When he returned from Statesside, Travis entered the floating crucible of anti-establishment broadcasting that was the pirate radio industry, working for Radio Caroline on ships floating off the coasts of Essex and the Isle of the Man.
By the time he jumped ship in 1967, the BBC had woken up to the idea that the music of the Beatles and the Rolling Stones should not be compered by men in tweed jackets.
Travis joined the newly-founded Radio 1 and, along with the likes of Tony Blackburn, became a member of the nation’s DJing aristocracy. He reached his Radio 1 zenith in 1978 when he took over its breakfast show from Noel Edmonds and re-christened himself to listeners as the Hairy Cornflake.
After carving out a persona somewhere between a medallion-clad arbiter of popular culture and the Honey Monster, Travis was considered something of a national treasure.
Despite rumours that he was not overly amused, he has insisted he sees the funny side of comedian Harry Enfield’s lampooning of two verbally incontinent DJs, Smashie and Nicey.
It is during this period of the late 1970s and early 1980s that Travis has been alleged by two women, including news broadcaster Vivien Creegor, to have carried out sexual assaults against them - claims he has denied the claims vehemently.
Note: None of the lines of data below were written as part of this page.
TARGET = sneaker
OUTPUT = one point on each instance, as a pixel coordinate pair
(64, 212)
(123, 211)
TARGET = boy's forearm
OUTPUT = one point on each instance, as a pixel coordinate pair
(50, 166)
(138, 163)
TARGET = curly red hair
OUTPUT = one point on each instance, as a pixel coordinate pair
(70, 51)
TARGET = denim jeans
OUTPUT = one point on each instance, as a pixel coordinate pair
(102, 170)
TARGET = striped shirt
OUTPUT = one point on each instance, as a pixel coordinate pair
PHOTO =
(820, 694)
Travis left Radio 1 in highly public fashion in 1993 when he resigned live on air, declaring his opposition to a planned overhaul by the station’s new controller, Matthew Bannister and saying “changes are being made here which go against my principles and I just cannot agree with them”.
The DJ, who has been married to his Swedish wife Marianna for 41 years, has since adopted a lower profile, hosting a show for a commercial radio station and concentrating on his photography.
In an interview with The Sunday Times earlier this year, Travis was described by the journalist, Camilla Long as excessively touchy-feeling, saying: “I don’t think there is a part of my body that he didn’t grope.”
The DJ denied the claim. He said: “She was in my living room and my wife was with me.”